Bof... Je suis allée jusqu'au bout, pour ne pas rajouter encore un livre dans ma PAL...

" Le plus joli conte de fées de l'enfance, c'est que tout se produit à son heure. Les grands-parents disparaissent longtemps avant les parents, et ceux-ci longtemps avant leurs enfants. Avec un peu de chance, ça se passe comme ça, les gens vieillissent et meurent en respectant l'ordre chronologique, si bien que pour leur enterrement, on se console en se disant qu'ils ont eu une longue vie.
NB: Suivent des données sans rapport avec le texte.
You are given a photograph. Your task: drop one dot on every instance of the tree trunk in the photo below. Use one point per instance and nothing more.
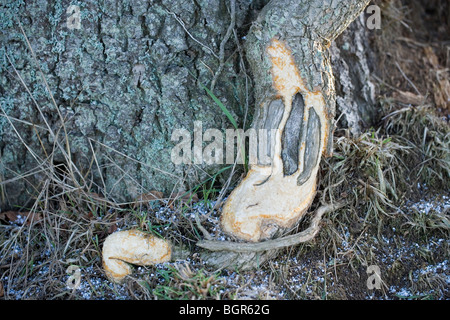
(132, 73)
(287, 48)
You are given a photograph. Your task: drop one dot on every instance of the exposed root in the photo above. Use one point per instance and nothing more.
(278, 243)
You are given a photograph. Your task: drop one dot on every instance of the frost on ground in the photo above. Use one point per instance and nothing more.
(411, 267)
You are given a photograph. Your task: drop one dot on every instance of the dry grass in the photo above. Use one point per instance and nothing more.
(394, 180)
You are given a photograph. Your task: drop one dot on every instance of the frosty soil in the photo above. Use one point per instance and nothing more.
(290, 276)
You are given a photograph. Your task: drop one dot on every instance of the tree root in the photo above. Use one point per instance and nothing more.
(274, 244)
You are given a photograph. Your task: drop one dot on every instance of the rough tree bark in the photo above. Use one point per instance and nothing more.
(132, 73)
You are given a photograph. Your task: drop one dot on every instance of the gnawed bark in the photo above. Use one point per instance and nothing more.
(287, 48)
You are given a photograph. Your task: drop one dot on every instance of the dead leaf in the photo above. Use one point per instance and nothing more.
(432, 58)
(442, 94)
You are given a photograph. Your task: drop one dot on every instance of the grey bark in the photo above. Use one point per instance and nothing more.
(122, 83)
(308, 28)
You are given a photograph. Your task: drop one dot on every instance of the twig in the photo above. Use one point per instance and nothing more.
(407, 79)
(190, 35)
(223, 43)
(279, 243)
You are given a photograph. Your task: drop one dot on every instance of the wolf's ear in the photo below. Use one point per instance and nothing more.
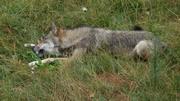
(53, 28)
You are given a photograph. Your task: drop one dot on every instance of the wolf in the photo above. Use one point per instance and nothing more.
(73, 43)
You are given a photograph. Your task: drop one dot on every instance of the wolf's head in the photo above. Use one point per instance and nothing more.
(50, 43)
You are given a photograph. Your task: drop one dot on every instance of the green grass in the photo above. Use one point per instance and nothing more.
(97, 78)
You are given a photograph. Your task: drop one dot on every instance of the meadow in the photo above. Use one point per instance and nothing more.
(93, 77)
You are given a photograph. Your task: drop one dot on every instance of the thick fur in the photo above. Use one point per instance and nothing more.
(75, 42)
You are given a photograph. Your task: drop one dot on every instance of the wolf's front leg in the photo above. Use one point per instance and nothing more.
(77, 53)
(47, 60)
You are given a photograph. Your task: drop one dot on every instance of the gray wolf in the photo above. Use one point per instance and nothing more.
(78, 41)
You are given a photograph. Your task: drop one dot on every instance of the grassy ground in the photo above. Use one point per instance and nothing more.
(98, 78)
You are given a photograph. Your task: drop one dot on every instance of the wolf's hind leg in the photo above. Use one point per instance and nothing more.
(143, 50)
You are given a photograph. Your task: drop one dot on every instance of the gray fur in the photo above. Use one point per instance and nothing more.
(87, 38)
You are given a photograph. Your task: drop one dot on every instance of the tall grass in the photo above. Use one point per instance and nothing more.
(93, 77)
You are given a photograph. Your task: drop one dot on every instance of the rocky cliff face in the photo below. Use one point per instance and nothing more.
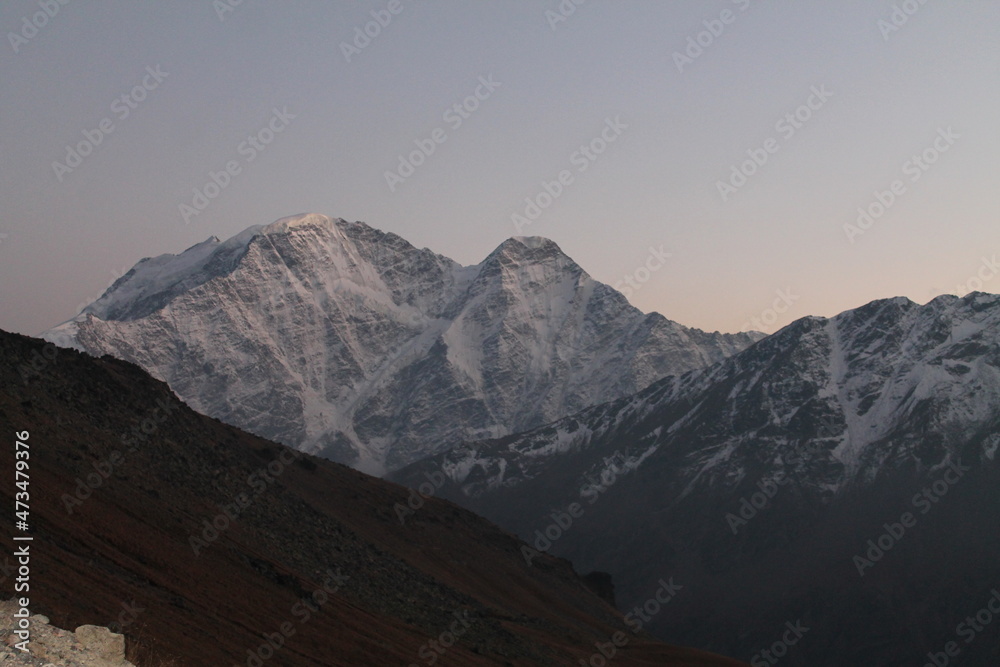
(88, 646)
(342, 340)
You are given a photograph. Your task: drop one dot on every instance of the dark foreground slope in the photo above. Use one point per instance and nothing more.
(129, 496)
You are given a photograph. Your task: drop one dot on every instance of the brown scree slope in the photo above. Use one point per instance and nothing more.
(124, 554)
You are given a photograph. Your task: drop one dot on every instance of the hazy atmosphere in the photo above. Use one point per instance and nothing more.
(745, 139)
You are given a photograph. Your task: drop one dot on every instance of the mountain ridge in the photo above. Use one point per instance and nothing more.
(340, 339)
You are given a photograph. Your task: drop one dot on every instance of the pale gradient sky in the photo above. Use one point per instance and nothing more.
(63, 242)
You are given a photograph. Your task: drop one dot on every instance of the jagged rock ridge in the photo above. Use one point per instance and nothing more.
(346, 341)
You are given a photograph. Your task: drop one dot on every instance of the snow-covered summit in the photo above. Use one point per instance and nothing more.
(338, 338)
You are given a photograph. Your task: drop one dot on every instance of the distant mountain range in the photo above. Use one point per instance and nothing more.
(841, 472)
(206, 545)
(344, 341)
(824, 496)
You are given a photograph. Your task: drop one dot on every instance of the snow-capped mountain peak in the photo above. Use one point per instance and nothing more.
(338, 338)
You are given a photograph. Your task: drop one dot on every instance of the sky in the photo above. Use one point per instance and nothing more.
(731, 164)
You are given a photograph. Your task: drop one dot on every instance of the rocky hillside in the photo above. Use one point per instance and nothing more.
(88, 646)
(206, 545)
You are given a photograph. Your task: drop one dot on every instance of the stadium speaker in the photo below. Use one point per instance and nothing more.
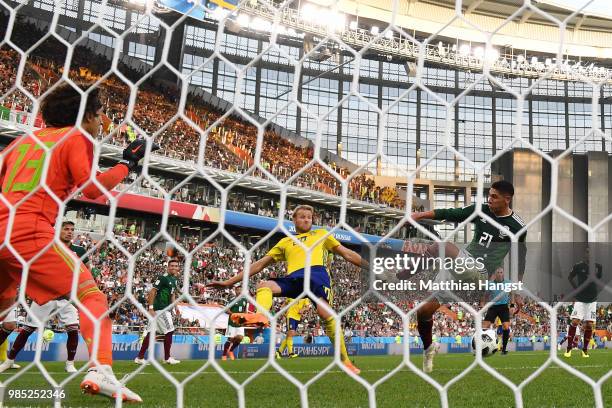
(494, 86)
(320, 55)
(410, 68)
(232, 26)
L'idée n'atténue guère la monstruosité de l'anéantissement, mais c'est bien l'astuce à laquelle nous avons recours pour sauvegarder l'illusion métronomique, et tenir en échec la torture du temps. "Untel a eu une longue vie." " (p.205)labetequimeurt

AUTEUR : Roth, Philip (1933-...)
TITRE : La bête qui meurt
TITRE ORIGINAL : [   ]
TRADUIT DE l'anglais (États-Unis) PAR Josée Kamoun
PUBLICATION : [Paris] : Gallimard, impr. 2006
IMPRIMEUR / FABRICANT : impr. en Espagne
DESCRIPTION MATÉRIELLE : 215 p. : couv. ill. ; 18 cm
COLLECTION : Folio ; 4336
ISBN : 2-07-032985-2

QUATRIÈME DE COUVERTURE

"Un nu aux seins opulents, légèrement évasés, pour lequel elle aurait pu poser elle-même. Un nu aux yeux clos, défendu comme elle par sa seule puissance érotique et, comme elle, à la fois primaire et élégant. Un nu mordoré mystérieusement endormi sur un gouffre noir velouté que, dans mon humeur du moment, j'associais à celui de la tombe. Fuselée, ondulante, elle t'attend, la jeune fille, immobile et muette comme la mort."
A l'orée de la vieillesse, David Kepesh, esthète attache à sa liberté et séducteur exigeant, rencontre parmi ses étudiantes Consuela Castillo, vingt-quatre ans, fille de riches émigrés cubains, "émerveillée" par sa culture. Et découvre la dépendance sexuelle... et la mort qui rode en chacun de nous.
Après La tache, Philip Roth nous offre à la fois un précis amoureux, une radiographie de notre temps et une méditation sur la condition humaine. Un nouveau chef-d'oeuvre, d'une perfection lapidaire.